Out of the dozens of tuberculosis (TB) cases that I managed in 2016, one stands out in my mind. Felicia Diego,* a woman in her 90s from South America, was diagnosed as being positive for active M. Tuberculosis by a health department in the eastern United States. Ms. Diego started treatment in November of 2015 and was enrolled in Health Network because she would be moving back to South America the following week. The enrolling clinic wanted to ensure that the patient would continue with her treatment and expressed a strong concern for this patient given her advanced age.

When I first tried to contact the patient, she was already in South America. I never spoke with Ms. Diego directly. I instead received all information regarding the patient from her daughter, Roma. When I first spoke with Roma, she informed me that upon return to South America, her mother was seen by a doctor at a local hospital who did some follow-up exams and determined that her mother no longer had TB. The doctor told the family that Ms. Diego did not need to continue with the treatment so the patient stopped taking the medication immediately thereafter. Hearing this was very disconcerting for me. From what I had read on her medical records, Ms. Diego had positive Sputum and Culture results, which classified her as a very active case. I consulted our Chief Medical Officer, who affirmed that she definitely needed to continue with her treatment for the full six-month period prescribed by the health department in the US.

The anxiety I felt knowing that this patient with active TB was at risk and that her daughter was under the impression that her mother was fine made a lasting impression on me. I called the patient’s residence no less than 10 times, repeatedly recommending that they see another doctor to get a second opinion. Roma seemed insistent in believing that the family doctor’s negative diagnosis of her mother was correct, despite my relating to her the findings of the US-based health department.

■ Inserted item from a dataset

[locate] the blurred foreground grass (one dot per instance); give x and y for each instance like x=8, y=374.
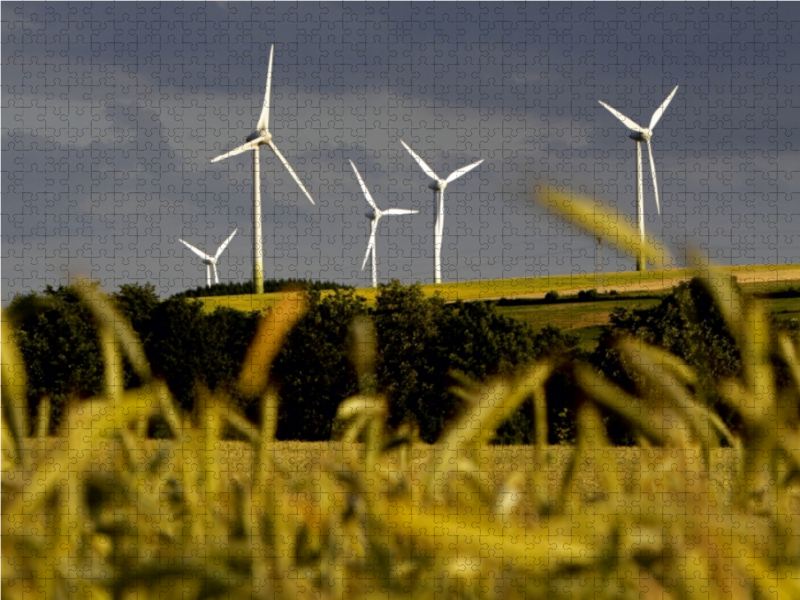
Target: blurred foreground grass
x=103, y=512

Although it would ultimately be up to the patient and her family to continue treatment or not, I decided to contact the National TB Program so they could be informed of this case. I tried for three weeks to contact various health professionals at the national level via phone and email but they were slow to respond. My anxiety mounting, I asked my superior for advice on how to proceed. She put me in touch with Partners in Health (PIH), “a global health organization relentlessly committed to improving the health of poor and marginalized people.” The group is active in several South American countries, including the patient’s home country, so we decided reaching out to them wouldn’t hurt. Immediately after I sent the first email, I received a reply stating that they would have a member of their team go to the patient’s residence, to see if an in-person dialogue would be of use to the patient and her family. From my desk in Austin, communication with the family was challenging, and I was relieved to hear from PIH that they were successful in communicating with the family in-person, and that the patient had decided to restart treatment. After I received word that the patient was back under treatment, I relied on PIH to relay any updates in the patient’s treatment.

Following a string of emails between PIH and various health professionals in the country, I was told that the patient had been referred to a local health center and that a nurse was making frequent visits to administer Direct Observation Therapy (DOT) to the patient. I emailed our contact at PIH once a month for the next few months so I could continue to receive updates on the patient.

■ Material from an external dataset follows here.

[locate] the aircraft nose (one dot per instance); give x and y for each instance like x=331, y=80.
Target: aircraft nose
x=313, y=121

Finally, in December 2016, I was notified that the patient had undergone follow-up exams, was diagnosed as negative for M. Tuberculosis, and had officially completed treatment. I was elated at the news, knowing that Ms. Diego was in good health and that the public health risk had been properly treated. I sent this case to our Chief Medical Officer to review and close the case, after which the enrolling health department here in the US would receive notification of the treatment completion.

*The patient’s name, dates, and other identifying information have been changed to protect the patient’s identity.